Author: Edith Kurzweil
Publisher: Transaction Publishers, New Brunswick, N.J.
Edith Kurzweil’s book of letters and laws paints the horrific picture of what befell us without ever having to be explicit. This collection of letters, handed to her when her mother was ninety-two years of age, accurately portrays the experiences of just one family – a snapshot into history, and the courage of the victims who describe their situations in letters that they knew would be opened and read by censors.
The first portion of Nazi Laws and Jewish Lives includes the series of letters written from April, 1940, through November, 1941.

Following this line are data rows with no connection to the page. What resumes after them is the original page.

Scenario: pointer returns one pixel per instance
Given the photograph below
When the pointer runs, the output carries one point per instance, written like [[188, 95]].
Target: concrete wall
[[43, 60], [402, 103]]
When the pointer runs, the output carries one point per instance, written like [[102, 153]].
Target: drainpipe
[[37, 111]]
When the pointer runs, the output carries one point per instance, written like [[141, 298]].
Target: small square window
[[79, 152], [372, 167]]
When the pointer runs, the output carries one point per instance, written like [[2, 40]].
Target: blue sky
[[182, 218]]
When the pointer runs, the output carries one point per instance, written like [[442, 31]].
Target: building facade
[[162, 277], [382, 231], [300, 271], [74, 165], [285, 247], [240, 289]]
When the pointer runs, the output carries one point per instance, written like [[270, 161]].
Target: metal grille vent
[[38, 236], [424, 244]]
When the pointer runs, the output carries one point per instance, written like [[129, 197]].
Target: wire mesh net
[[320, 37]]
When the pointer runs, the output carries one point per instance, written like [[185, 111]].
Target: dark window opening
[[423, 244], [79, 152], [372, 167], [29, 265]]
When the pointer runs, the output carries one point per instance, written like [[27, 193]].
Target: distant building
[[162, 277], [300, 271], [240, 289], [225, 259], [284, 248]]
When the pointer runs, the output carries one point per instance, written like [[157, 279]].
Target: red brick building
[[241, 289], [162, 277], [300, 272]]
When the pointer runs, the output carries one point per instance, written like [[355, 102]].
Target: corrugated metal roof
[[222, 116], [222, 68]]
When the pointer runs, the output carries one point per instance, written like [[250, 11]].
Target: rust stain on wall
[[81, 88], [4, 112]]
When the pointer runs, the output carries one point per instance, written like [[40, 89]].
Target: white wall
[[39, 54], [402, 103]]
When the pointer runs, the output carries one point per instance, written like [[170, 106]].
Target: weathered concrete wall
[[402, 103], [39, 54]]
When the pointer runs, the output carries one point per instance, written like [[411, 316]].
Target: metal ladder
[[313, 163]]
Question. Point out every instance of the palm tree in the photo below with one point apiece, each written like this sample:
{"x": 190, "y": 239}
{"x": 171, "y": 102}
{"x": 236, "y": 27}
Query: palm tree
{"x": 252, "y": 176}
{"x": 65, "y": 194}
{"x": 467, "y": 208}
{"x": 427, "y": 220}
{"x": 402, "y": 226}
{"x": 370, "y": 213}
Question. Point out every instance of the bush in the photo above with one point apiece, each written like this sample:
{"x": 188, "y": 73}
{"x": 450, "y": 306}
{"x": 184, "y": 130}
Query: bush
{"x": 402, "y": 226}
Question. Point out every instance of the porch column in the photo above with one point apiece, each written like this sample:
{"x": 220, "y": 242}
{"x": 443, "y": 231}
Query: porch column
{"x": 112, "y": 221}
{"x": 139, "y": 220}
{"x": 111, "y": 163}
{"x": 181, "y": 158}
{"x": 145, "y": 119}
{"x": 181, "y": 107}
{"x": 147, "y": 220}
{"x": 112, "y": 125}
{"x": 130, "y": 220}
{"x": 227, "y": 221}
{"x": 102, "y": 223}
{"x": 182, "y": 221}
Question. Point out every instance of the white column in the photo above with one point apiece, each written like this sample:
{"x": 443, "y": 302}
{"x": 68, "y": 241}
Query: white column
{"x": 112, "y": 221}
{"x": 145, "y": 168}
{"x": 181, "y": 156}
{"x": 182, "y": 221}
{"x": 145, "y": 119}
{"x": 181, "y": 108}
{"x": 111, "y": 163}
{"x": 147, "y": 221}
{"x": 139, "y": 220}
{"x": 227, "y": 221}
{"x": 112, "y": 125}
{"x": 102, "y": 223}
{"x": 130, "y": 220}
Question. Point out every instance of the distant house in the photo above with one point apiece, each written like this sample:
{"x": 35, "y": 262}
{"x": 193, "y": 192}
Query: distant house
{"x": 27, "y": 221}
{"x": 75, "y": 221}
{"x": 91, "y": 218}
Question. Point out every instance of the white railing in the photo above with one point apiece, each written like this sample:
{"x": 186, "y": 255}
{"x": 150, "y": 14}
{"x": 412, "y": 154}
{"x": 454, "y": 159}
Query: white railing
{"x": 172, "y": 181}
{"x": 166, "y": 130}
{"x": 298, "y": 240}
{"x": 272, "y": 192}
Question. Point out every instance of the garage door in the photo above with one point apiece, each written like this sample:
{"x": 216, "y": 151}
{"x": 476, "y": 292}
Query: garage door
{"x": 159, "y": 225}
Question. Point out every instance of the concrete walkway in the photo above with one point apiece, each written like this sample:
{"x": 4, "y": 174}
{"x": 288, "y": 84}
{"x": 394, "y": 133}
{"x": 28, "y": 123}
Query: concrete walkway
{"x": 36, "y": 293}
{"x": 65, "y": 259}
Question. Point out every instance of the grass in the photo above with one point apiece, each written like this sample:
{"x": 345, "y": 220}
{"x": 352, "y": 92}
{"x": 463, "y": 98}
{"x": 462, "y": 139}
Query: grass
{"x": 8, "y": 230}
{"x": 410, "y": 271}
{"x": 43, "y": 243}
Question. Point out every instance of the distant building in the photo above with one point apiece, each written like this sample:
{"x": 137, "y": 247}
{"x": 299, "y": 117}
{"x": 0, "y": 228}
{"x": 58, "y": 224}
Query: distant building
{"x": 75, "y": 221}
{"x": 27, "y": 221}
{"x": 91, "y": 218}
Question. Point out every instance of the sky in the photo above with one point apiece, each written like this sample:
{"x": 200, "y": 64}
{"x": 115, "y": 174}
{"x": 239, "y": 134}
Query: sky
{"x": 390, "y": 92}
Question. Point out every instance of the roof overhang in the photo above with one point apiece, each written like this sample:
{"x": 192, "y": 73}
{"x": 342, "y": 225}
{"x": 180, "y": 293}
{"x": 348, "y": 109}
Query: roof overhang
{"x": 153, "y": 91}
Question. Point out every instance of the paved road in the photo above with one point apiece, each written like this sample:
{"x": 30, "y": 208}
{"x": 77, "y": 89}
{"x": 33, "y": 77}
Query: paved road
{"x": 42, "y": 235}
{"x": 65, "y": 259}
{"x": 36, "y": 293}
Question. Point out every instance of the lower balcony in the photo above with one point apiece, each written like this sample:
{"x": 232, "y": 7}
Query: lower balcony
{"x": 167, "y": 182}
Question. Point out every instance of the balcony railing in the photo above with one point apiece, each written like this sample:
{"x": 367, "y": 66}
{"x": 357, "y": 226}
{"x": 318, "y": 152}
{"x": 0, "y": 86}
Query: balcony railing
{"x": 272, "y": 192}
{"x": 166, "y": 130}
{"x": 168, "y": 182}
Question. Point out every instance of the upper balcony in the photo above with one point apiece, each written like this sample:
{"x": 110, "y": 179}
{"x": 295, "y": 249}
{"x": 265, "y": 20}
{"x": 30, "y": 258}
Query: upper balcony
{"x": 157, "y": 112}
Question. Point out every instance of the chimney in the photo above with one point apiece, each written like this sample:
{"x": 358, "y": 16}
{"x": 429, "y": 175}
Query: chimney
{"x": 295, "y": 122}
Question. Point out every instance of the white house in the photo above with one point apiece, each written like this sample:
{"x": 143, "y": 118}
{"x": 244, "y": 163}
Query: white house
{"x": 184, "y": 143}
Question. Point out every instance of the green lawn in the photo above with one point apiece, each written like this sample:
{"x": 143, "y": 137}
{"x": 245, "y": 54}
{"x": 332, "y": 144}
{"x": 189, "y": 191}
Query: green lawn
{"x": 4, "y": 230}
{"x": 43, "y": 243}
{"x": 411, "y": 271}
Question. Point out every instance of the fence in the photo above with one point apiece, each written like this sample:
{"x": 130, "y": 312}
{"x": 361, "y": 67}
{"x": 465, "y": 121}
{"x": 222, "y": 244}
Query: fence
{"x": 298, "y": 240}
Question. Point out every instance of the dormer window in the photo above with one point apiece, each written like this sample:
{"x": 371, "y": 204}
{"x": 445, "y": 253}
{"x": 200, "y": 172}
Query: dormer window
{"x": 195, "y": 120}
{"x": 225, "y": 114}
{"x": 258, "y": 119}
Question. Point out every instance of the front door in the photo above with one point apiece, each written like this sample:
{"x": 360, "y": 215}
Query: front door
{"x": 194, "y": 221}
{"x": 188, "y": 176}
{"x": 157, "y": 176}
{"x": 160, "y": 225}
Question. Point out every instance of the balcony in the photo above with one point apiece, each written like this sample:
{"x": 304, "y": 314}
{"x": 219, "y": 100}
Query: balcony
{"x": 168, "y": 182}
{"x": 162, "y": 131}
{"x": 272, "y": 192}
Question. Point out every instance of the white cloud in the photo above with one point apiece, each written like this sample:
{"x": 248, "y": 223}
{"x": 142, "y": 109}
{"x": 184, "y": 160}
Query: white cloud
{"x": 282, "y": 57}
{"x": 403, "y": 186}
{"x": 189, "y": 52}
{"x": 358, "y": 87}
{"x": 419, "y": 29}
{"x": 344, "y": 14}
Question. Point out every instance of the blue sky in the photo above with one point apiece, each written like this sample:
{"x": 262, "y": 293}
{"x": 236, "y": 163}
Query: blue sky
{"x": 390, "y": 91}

We read about the dehumanization of Jews through the Nuremberg Laws. Although Kurzweil only lists some of numbers 85 through 345, we get the idea. As matters progressed from bad to worse, Jews were prohibited from riding on public transport (except, of course, cattle cars to their deaths), telephones (both public and private), ordinary food shopping (except a limited one hour period, during which the shelves in the stores were almost guaranteed to be empty), banned from gainful employment and banned, of course, from legal emigration.

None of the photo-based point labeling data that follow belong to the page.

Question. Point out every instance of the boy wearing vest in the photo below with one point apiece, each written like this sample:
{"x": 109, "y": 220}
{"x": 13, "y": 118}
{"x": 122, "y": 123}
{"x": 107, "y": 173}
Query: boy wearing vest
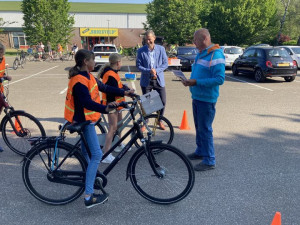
{"x": 109, "y": 75}
{"x": 2, "y": 73}
{"x": 82, "y": 104}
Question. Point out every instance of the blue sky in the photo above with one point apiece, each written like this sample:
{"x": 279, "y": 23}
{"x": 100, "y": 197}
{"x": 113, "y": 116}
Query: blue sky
{"x": 105, "y": 1}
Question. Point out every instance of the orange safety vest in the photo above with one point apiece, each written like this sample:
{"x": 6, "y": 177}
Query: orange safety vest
{"x": 91, "y": 84}
{"x": 2, "y": 71}
{"x": 120, "y": 85}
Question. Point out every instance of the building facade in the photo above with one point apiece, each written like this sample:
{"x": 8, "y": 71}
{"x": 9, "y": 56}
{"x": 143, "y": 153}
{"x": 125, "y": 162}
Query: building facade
{"x": 124, "y": 29}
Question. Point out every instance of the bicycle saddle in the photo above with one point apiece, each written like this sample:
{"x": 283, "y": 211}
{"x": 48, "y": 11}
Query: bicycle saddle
{"x": 77, "y": 127}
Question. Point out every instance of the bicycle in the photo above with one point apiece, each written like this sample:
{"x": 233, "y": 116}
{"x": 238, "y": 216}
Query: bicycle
{"x": 20, "y": 60}
{"x": 166, "y": 135}
{"x": 17, "y": 126}
{"x": 54, "y": 171}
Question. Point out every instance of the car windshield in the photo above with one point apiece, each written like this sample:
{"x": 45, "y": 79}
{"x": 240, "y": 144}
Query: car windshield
{"x": 296, "y": 50}
{"x": 187, "y": 51}
{"x": 233, "y": 51}
{"x": 278, "y": 52}
{"x": 104, "y": 49}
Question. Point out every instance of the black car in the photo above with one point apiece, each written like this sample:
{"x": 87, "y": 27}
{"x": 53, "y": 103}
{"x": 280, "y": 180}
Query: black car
{"x": 187, "y": 56}
{"x": 263, "y": 61}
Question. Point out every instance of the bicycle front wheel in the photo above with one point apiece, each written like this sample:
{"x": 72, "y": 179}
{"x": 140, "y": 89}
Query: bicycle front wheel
{"x": 43, "y": 183}
{"x": 17, "y": 128}
{"x": 166, "y": 136}
{"x": 177, "y": 174}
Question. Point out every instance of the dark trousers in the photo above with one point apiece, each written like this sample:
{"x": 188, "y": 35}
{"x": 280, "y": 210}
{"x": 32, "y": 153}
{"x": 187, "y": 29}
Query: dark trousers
{"x": 161, "y": 91}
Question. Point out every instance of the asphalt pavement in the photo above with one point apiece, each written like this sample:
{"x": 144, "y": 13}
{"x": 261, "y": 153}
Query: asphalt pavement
{"x": 256, "y": 133}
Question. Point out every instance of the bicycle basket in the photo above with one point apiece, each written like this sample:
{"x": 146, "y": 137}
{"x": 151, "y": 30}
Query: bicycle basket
{"x": 150, "y": 102}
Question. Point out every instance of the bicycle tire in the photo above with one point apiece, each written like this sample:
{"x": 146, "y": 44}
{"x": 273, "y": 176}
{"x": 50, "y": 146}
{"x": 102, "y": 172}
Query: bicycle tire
{"x": 178, "y": 174}
{"x": 166, "y": 135}
{"x": 32, "y": 128}
{"x": 16, "y": 64}
{"x": 37, "y": 177}
{"x": 73, "y": 138}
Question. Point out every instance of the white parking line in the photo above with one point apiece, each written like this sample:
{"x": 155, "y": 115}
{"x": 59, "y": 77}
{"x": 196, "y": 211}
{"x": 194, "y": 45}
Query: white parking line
{"x": 31, "y": 76}
{"x": 249, "y": 83}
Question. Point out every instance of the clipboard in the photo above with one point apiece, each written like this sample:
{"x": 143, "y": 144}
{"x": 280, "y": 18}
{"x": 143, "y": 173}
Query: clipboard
{"x": 179, "y": 74}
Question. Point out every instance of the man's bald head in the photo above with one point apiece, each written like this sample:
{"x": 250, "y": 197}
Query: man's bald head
{"x": 202, "y": 39}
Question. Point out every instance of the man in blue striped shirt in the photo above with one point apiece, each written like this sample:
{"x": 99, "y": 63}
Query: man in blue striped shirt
{"x": 208, "y": 73}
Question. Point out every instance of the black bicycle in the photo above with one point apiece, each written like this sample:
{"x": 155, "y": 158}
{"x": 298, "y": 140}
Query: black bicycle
{"x": 54, "y": 171}
{"x": 17, "y": 126}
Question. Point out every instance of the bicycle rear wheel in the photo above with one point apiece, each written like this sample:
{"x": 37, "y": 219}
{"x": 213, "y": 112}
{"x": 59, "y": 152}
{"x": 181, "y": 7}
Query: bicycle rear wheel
{"x": 177, "y": 179}
{"x": 28, "y": 127}
{"x": 39, "y": 179}
{"x": 73, "y": 138}
{"x": 166, "y": 136}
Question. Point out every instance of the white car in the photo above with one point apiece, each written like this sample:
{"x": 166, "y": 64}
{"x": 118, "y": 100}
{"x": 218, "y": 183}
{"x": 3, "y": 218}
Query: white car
{"x": 231, "y": 53}
{"x": 294, "y": 52}
{"x": 102, "y": 53}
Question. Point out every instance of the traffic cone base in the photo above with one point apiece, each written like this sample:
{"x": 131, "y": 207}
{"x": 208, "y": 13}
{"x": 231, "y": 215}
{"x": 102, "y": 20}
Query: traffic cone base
{"x": 276, "y": 219}
{"x": 184, "y": 123}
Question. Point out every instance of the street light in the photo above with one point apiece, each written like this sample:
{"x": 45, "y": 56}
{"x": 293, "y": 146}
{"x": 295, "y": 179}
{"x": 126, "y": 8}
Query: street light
{"x": 108, "y": 31}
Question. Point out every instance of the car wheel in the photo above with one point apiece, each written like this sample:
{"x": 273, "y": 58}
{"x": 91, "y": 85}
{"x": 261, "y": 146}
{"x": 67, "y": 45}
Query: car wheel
{"x": 259, "y": 76}
{"x": 235, "y": 71}
{"x": 290, "y": 78}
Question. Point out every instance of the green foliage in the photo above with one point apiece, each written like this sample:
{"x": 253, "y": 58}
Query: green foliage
{"x": 176, "y": 20}
{"x": 237, "y": 22}
{"x": 47, "y": 20}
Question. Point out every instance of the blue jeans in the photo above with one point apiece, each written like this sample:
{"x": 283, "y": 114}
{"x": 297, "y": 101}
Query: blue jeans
{"x": 204, "y": 114}
{"x": 90, "y": 135}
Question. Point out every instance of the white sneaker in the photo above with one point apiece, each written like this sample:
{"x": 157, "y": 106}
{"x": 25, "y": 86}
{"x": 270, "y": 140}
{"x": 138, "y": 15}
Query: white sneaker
{"x": 120, "y": 148}
{"x": 108, "y": 159}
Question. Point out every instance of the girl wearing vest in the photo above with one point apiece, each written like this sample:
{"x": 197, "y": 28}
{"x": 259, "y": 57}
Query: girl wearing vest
{"x": 109, "y": 75}
{"x": 3, "y": 76}
{"x": 82, "y": 104}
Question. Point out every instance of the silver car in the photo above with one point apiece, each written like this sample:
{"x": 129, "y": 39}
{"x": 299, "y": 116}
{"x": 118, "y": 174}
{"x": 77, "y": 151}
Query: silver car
{"x": 294, "y": 52}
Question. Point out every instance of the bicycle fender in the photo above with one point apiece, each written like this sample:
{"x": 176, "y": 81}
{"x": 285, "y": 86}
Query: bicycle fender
{"x": 128, "y": 171}
{"x": 10, "y": 114}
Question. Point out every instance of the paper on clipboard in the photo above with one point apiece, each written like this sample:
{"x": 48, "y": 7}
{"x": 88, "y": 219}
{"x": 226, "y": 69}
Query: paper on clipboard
{"x": 179, "y": 74}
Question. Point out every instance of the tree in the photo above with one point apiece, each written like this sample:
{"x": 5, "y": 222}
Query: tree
{"x": 176, "y": 20}
{"x": 237, "y": 22}
{"x": 47, "y": 20}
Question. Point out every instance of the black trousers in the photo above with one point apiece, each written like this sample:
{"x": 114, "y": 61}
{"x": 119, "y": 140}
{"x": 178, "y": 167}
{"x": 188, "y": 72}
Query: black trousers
{"x": 161, "y": 91}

It was not like today’s time of almost instantaneous communication – telephone, television, Internet. Information was scarce and hard to come by, not least because of the war. Family members were concerned about obtaining high-priced visas and travel documents as well as funding the high cost of steamship travel for desperate relatives trying to escape. There was great concern for those elderly members who were suffering infirmities, and the scarcities of essential foodstuffs.

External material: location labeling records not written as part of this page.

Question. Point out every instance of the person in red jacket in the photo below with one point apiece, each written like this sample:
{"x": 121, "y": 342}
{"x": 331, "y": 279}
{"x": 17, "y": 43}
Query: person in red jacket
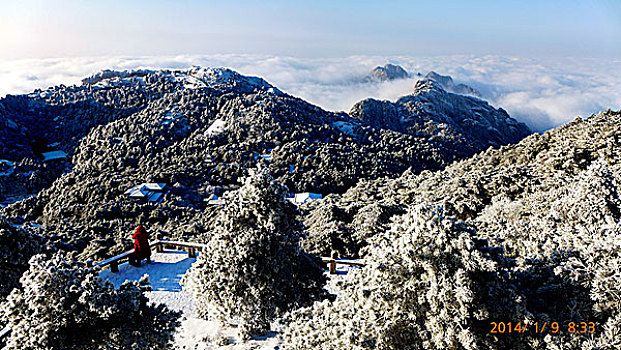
{"x": 141, "y": 247}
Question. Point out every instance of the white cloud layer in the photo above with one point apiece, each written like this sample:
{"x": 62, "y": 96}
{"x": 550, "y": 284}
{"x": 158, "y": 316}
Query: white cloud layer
{"x": 543, "y": 93}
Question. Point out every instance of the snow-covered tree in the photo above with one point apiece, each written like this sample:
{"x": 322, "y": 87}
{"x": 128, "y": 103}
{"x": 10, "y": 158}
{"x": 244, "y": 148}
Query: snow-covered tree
{"x": 64, "y": 305}
{"x": 252, "y": 269}
{"x": 427, "y": 285}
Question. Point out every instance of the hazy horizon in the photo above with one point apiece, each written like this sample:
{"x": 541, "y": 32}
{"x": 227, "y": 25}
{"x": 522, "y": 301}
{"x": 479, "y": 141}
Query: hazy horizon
{"x": 70, "y": 28}
{"x": 545, "y": 62}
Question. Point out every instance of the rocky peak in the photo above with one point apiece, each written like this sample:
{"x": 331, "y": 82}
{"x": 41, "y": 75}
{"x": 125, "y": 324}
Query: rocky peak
{"x": 466, "y": 124}
{"x": 192, "y": 78}
{"x": 387, "y": 72}
{"x": 448, "y": 84}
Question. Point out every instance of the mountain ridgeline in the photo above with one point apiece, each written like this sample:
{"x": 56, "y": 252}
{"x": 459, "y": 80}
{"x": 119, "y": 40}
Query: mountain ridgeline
{"x": 463, "y": 217}
{"x": 200, "y": 131}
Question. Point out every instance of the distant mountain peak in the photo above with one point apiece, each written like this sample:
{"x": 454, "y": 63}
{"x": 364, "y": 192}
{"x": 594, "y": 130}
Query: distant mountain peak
{"x": 449, "y": 85}
{"x": 192, "y": 78}
{"x": 387, "y": 72}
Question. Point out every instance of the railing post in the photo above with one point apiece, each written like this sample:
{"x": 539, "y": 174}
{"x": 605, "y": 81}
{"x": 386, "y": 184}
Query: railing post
{"x": 333, "y": 258}
{"x": 114, "y": 266}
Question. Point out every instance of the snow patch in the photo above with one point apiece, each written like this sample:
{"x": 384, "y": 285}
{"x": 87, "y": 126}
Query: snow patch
{"x": 216, "y": 127}
{"x": 344, "y": 127}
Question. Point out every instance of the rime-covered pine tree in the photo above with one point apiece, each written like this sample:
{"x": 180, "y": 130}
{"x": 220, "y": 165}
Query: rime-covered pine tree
{"x": 64, "y": 305}
{"x": 426, "y": 285}
{"x": 252, "y": 269}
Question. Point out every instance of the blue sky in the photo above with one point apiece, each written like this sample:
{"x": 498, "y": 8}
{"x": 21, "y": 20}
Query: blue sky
{"x": 320, "y": 28}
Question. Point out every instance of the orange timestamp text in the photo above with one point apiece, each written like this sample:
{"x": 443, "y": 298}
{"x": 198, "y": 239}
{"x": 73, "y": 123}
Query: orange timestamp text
{"x": 542, "y": 327}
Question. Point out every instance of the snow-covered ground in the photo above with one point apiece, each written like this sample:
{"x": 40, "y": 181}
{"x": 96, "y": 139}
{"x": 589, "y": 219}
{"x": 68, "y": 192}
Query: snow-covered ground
{"x": 165, "y": 273}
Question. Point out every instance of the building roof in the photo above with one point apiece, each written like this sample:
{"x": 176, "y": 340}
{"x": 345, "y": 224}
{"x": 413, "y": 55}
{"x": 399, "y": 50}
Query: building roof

Even when American family members were successful in getting food packages delivered to their German, Austrian and other European relations, the Nazi regimes cruelly deducted these from the normally rationed caloric allowances – already having been reduced because the recipients were Jewish.
We read many new books of “Holocaust Literature” that bluntly scream of killings, incineration and catastrophe. This book very quietly whispers of the simple banality of everyday evil in the lives of the victims of the Shoah.